Not right now. Our long term plan is to move on to using the Gradle Tooling API (#1164), so that we don't have to parse Java/Kotlin/Groovy with Ruby code, but that work is non trivial and hasn't been prioritized yet.
With gradle/libs.versions.toml
supported, wouldn't supporting list of gradle/*.toml
be simple addition?
As Deivid said, for the core team we aren't planning to do a lot of further feature enhancements to the ruby/regex code because the better long term play is #1164.
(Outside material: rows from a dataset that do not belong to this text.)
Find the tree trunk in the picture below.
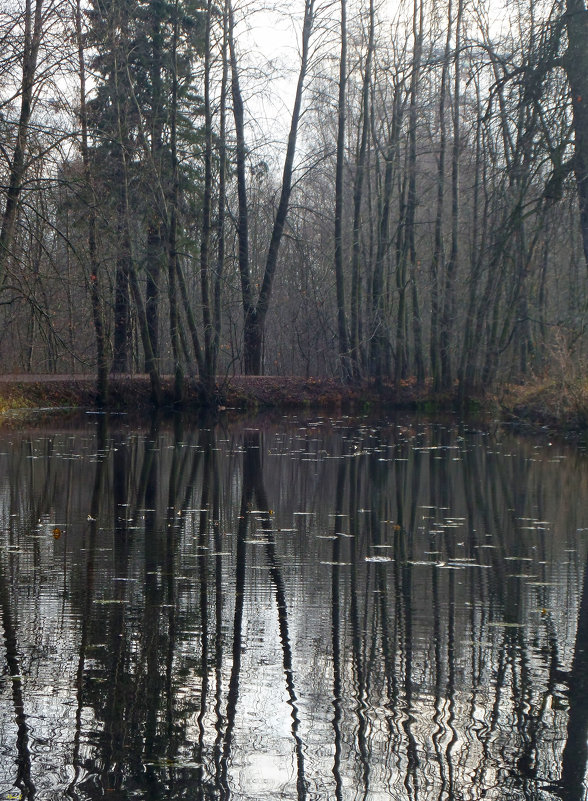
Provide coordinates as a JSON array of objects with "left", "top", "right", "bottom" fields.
[
  {"left": 243, "top": 310, "right": 262, "bottom": 375},
  {"left": 145, "top": 223, "right": 162, "bottom": 370},
  {"left": 350, "top": 0, "right": 374, "bottom": 379},
  {"left": 334, "top": 0, "right": 351, "bottom": 380},
  {"left": 200, "top": 0, "right": 214, "bottom": 390},
  {"left": 371, "top": 95, "right": 402, "bottom": 383},
  {"left": 565, "top": 0, "right": 588, "bottom": 270},
  {"left": 112, "top": 202, "right": 132, "bottom": 374},
  {"left": 227, "top": 0, "right": 254, "bottom": 371},
  {"left": 176, "top": 257, "right": 205, "bottom": 376},
  {"left": 168, "top": 0, "right": 183, "bottom": 403},
  {"left": 212, "top": 1, "right": 229, "bottom": 382},
  {"left": 407, "top": 0, "right": 425, "bottom": 386},
  {"left": 144, "top": 0, "right": 165, "bottom": 372},
  {"left": 430, "top": 0, "right": 452, "bottom": 391},
  {"left": 0, "top": 0, "right": 44, "bottom": 287},
  {"left": 113, "top": 45, "right": 161, "bottom": 404},
  {"left": 395, "top": 172, "right": 408, "bottom": 385},
  {"left": 75, "top": 0, "right": 108, "bottom": 404},
  {"left": 439, "top": 0, "right": 463, "bottom": 390},
  {"left": 458, "top": 98, "right": 486, "bottom": 402}
]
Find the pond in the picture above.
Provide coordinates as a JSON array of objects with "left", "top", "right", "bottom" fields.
[{"left": 0, "top": 412, "right": 587, "bottom": 800}]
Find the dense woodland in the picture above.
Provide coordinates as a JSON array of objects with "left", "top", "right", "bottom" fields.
[{"left": 0, "top": 0, "right": 587, "bottom": 404}]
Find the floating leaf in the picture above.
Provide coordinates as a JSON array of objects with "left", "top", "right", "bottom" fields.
[
  {"left": 94, "top": 599, "right": 129, "bottom": 605},
  {"left": 487, "top": 621, "right": 525, "bottom": 628}
]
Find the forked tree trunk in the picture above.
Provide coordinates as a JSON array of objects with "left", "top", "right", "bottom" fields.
[{"left": 229, "top": 0, "right": 315, "bottom": 375}]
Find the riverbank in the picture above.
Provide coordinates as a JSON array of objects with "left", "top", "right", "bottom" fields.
[
  {"left": 0, "top": 373, "right": 431, "bottom": 414},
  {"left": 496, "top": 378, "right": 588, "bottom": 436},
  {"left": 0, "top": 373, "right": 586, "bottom": 436}
]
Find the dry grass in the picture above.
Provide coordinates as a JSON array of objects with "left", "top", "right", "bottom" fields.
[
  {"left": 0, "top": 372, "right": 586, "bottom": 434},
  {"left": 496, "top": 377, "right": 588, "bottom": 432},
  {"left": 0, "top": 390, "right": 34, "bottom": 414}
]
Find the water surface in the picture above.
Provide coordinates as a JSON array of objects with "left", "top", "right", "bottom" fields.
[{"left": 0, "top": 413, "right": 587, "bottom": 800}]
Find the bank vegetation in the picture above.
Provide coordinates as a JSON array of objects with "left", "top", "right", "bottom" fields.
[{"left": 0, "top": 0, "right": 587, "bottom": 418}]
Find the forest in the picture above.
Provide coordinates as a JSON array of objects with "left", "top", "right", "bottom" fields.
[{"left": 0, "top": 0, "right": 587, "bottom": 405}]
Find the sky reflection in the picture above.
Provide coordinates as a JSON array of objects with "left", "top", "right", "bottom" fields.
[{"left": 0, "top": 414, "right": 587, "bottom": 800}]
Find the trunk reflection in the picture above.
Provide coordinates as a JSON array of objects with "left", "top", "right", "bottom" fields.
[{"left": 0, "top": 416, "right": 586, "bottom": 800}]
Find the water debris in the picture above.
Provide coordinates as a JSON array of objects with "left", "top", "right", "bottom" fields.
[
  {"left": 145, "top": 758, "right": 202, "bottom": 768},
  {"left": 487, "top": 621, "right": 525, "bottom": 628},
  {"left": 365, "top": 556, "right": 394, "bottom": 563},
  {"left": 527, "top": 581, "right": 557, "bottom": 586},
  {"left": 508, "top": 574, "right": 537, "bottom": 579},
  {"left": 93, "top": 599, "right": 129, "bottom": 604}
]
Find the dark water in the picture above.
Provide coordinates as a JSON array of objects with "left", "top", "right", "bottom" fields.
[{"left": 1, "top": 413, "right": 587, "bottom": 801}]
However, this is open source, and we certainly welcome PR's if you want to take a stab at it! If you do start on it and run into questions let us know... we're always happy to answer questions from contributors... typically easiest to start with a draft PR and add comments where you get stuck.
It shouldn't be too hard, but we still need to parse the configuration in settings.gradle
, which is written if Groovy. Given the dynamic nature of it, there's probably a few different ways to configure it, so it might get tricky, but we'd gladly review a PR implementing it. We already parse settings.gradle
from Ruby for other things.
It shouldn't be too hard, but we still need to parse the configuration in
settings.gradle
, which is written if Groovy. Given the dynamic nature of it, there's probably a few different ways to configure it, so it might get tricky, but we'd gladly review a PR implementing it. We already parsesettings.gradle
from Ruby for other things.
Note that this file might be written in Kotlin as well - our repo has a settings.gradle.kts
containing a version catalog. I guess the next step for us is to migrate that one to a toml until #1164.
Gradle 7.0 was released recently and it introduces a new Central Declaration System as well as a new supported format .toml. https://github.com/gradle/gradle/issues/15352
Would be nice if Dependabot supported this.